When Stanley enters the apartment, it’s clear that he’s also been drinking. He says the nurses at the hospital told him to go home. His bright shirt tells us he’s been bowling; his triumphant air, that he won. He grins as he asks Blanche where she’ll go. She invents a suitor who’s promised to take her on a Caribbean cruise. This sensitive man, she says, values her mind and respects her privacy. That’s just as well: he’s cast enough pearls before swine. Stanley doesn’t catch the Biblical allusion, but he understands it’s an insult: Blanche has implied he’s a pig often enough.
He also understands that it’s a lie. He’s been onto her from the start, he now says – not once did she pull the wool over his eyes. He mocks her pretensions: she thought spraying perfume around and covering lights with paper lanterns would turn the place into Egypt and make her the Queen of the Nile! Blanche backs away, tripping into the bedroom; Stanley advances. Desperate, she grabs a bottle and waves it in his face. He snatches it out of her hand. “We’ve had this date from the beginning,” he says, lifting her up and carrying her to the bed. Stanley wants to destroy Blanche and raping her achieves his aim.
When Stella returns from the hospital, she learns what her husband has done. Although Stella refuses to believe it at first, deep down she knows what he’s capable of. The play ends as another poker game takes place in the apartment and Blanche is in a catatonic state, escorted out by staff of the mental institution she’ll be receiving treatment. Blanche resists until a kind doctor calms her. The game carries on as Blanche leaves, saying, “I have always depended on the kindness of strangers”. Not only has the violation completely shattered Blanche’s sanity, but also has destroyed the marriage: As the curtains roll down, Stella heads upstairs to pack her belongings and leave Stanley.

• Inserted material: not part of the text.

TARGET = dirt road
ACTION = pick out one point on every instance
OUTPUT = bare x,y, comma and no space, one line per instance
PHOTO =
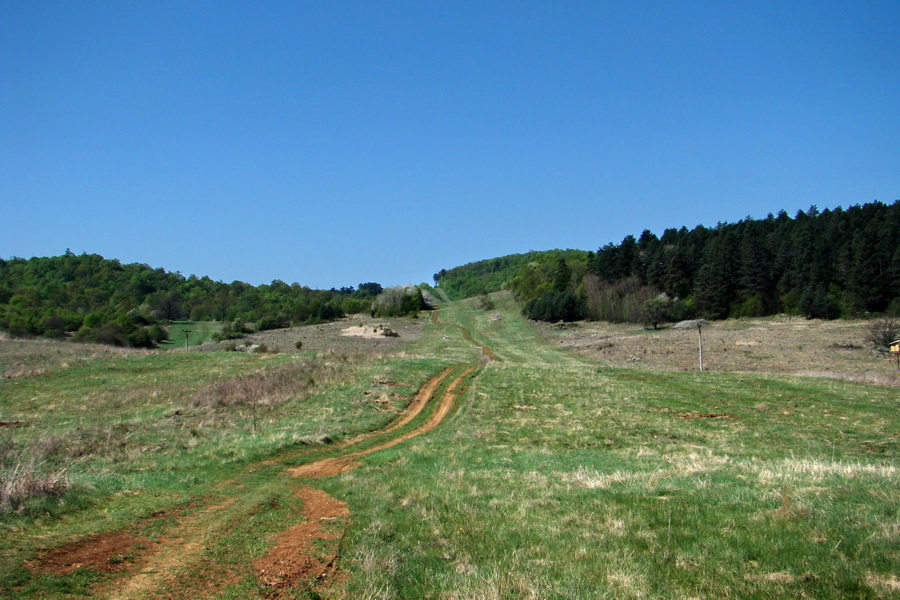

Why does Williams choose to end on such a bleak note? As a number of critics point out, Stanley and Blanche are proxies for two larger forces: illusion and reality. We habitually favor the latter – make-believe, we dismissively say, is for children. Williams sets out to make Stanley attractive – it’s not by chance that he resembles the good-looking, tough-talking pragmatists who people American westerns and hard-boiled detective novels. Williams was suspicious of these kinds of heroes. By portraying Stanley as a brutal tyrant, he forces us to reckon with the dark side of qualities we often admire. In the end, it’s not only Blanche who has to confront the “harsh reality” embodied by Stanley – the audience does too.
Conclusion
In this summary to A Streetcar Named Desire by Tennessee Williams, you’ve learned about the memorable showdown between Blanche DuBois and Stanley Kowalski. The two characters are proxies for forces that often feature in Williams’ work: illusion and reality. Modern industrial society, as Williams depicts it through Stanley, is ambiguous: admirably free of old-world prejudice, it also values strength over sensitivity. Blanche has her flaws – she is, among other things, hypocritical and snobbish. But her destruction at Stanley’s hands is a brutal demonstration of the flaws of a society incapable of understanding and compassion.